In this note we show that the results of \cite{Lieb1} and \cite{Lieb2} can
be extended to one- dimensional antiferromagnetic chains with periodic
boundary conditions, half-integer spins and long range interactions without
frustration.
\section{The Model}
We consider antiferromagnetic chains defined by the Hamiltonian
\begin{equation}
\label{HLA}H_N=-J\sum_{x,y\in \Lambda _N}(-1)^{d_{xy}}\left( d_{xy}\right)
^{-\alpha }{\bf S}_x.{\bf S}_y
\end{equation}
where $J\geq 0$ , $\Lambda _N=\{1,2,...,N\}$, $N$ even, ${\bf S}_x$ are
usual spin operators at site $x\in \Lambda _N$ with ${\bf S}_x^2=s(s+1)$ and
$s$ is half-integer.

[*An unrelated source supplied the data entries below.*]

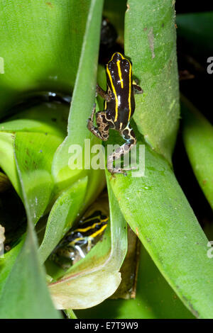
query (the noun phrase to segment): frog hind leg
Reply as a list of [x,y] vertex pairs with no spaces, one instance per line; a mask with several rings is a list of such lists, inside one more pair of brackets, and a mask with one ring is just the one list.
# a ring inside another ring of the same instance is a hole
[[121,168],[114,167],[113,163],[115,159],[121,157],[125,154],[129,152],[131,149],[136,144],[136,135],[130,126],[129,123],[123,130],[119,131],[121,135],[124,137],[126,142],[122,145],[119,148],[116,149],[108,158],[107,169],[111,174],[124,174],[126,175],[126,171],[133,170],[135,167],[130,168]]
[[95,104],[92,111],[91,117],[87,120],[87,128],[99,139],[106,141],[109,137],[109,123],[106,112],[99,111],[95,114],[97,127],[94,125],[94,115],[95,113]]

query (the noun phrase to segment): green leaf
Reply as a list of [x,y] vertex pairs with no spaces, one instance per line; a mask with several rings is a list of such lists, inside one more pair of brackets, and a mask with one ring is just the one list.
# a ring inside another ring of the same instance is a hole
[[143,90],[133,118],[146,141],[170,162],[179,118],[174,4],[129,0],[125,16],[125,54]]
[[[79,145],[83,149],[86,138],[90,139],[91,145],[100,142],[87,130],[87,120],[90,116],[94,101],[102,6],[102,0],[92,0],[72,95],[68,135],[56,152],[53,160],[53,174],[55,182],[62,188],[66,186],[67,179],[70,184],[70,179],[73,181],[86,175],[83,169],[75,172],[69,168],[71,145]],[[96,177],[99,178],[102,174],[103,172],[97,171]]]
[[1,123],[1,132],[37,132],[64,139],[67,130],[69,108],[67,105],[43,103],[19,112]]
[[39,264],[36,239],[31,224],[25,244],[4,285],[0,318],[60,318],[54,309]]
[[62,278],[49,285],[57,308],[94,306],[112,295],[121,282],[119,270],[127,249],[126,225],[110,188],[109,193],[110,229],[106,228],[102,241]]
[[50,213],[44,238],[39,248],[41,262],[45,261],[84,209],[87,185],[87,177],[79,179],[55,201]]
[[136,298],[106,300],[87,310],[77,310],[78,318],[184,319],[192,318],[154,264],[143,247],[138,276]]
[[182,96],[182,137],[195,175],[213,209],[213,127]]
[[1,115],[32,91],[70,94],[89,6],[88,0],[1,3]]
[[14,158],[14,135],[0,132],[0,166],[21,198],[21,188]]
[[53,200],[52,160],[61,142],[58,137],[41,132],[16,134],[16,159],[20,181],[26,193],[24,204],[33,223],[36,223]]
[[185,305],[196,317],[212,318],[208,240],[168,162],[147,146],[145,157],[145,176],[109,176],[121,210]]
[[0,297],[16,257],[23,247],[23,241],[24,238],[8,253],[4,254],[4,258],[0,258]]

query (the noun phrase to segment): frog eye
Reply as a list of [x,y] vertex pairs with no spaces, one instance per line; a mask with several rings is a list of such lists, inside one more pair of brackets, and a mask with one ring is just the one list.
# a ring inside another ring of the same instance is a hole
[[122,64],[124,67],[129,68],[129,62],[128,60],[123,60]]

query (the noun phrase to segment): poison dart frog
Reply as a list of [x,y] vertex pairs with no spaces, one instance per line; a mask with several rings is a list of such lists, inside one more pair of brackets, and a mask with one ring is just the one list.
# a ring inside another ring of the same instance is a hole
[[83,218],[77,228],[71,229],[50,254],[50,259],[65,270],[84,258],[101,239],[109,216],[102,210]]
[[[106,64],[107,91],[98,84],[97,94],[104,101],[104,111],[95,113],[95,104],[87,128],[97,137],[106,141],[109,128],[119,131],[126,142],[116,149],[108,158],[107,169],[111,174],[124,174],[133,168],[114,167],[114,161],[124,156],[136,144],[135,133],[129,121],[135,111],[134,94],[142,94],[141,88],[133,84],[132,65],[130,60],[119,52],[115,52]],[[97,127],[94,125],[96,116]]]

The factor $\left( d_{xy}\right) ^{-\alpha }$ measures
the decay of the interaction with the distance between the spins at sites $x$
and $y$. We also need periodic boundary conditions, so that ${\bf S}_{x+N+1}=%
{\bf S}_x$.
A suitable definition of distance - which takes into account the periodic
boundary conditions and the long-range character of the interactions - is
the one defined by%
$$
d_{xy}=\left\{
\begin{array}{l}
\left| x-y\right| ,
\text{ if }\left| x-y\right| \leq \frac N2 \\ N-\left| x-y\right| ,\text{ if
}\left| x-y\right| >\frac N2
\end{array}
\right.
$$
Our result is the following: we prove that the energy gap $\Delta _N$
between the unique ground state and the excited states goes to zero as $%
N\rightarrow \infty $ for any $J>0\,$ and $\alpha >2$.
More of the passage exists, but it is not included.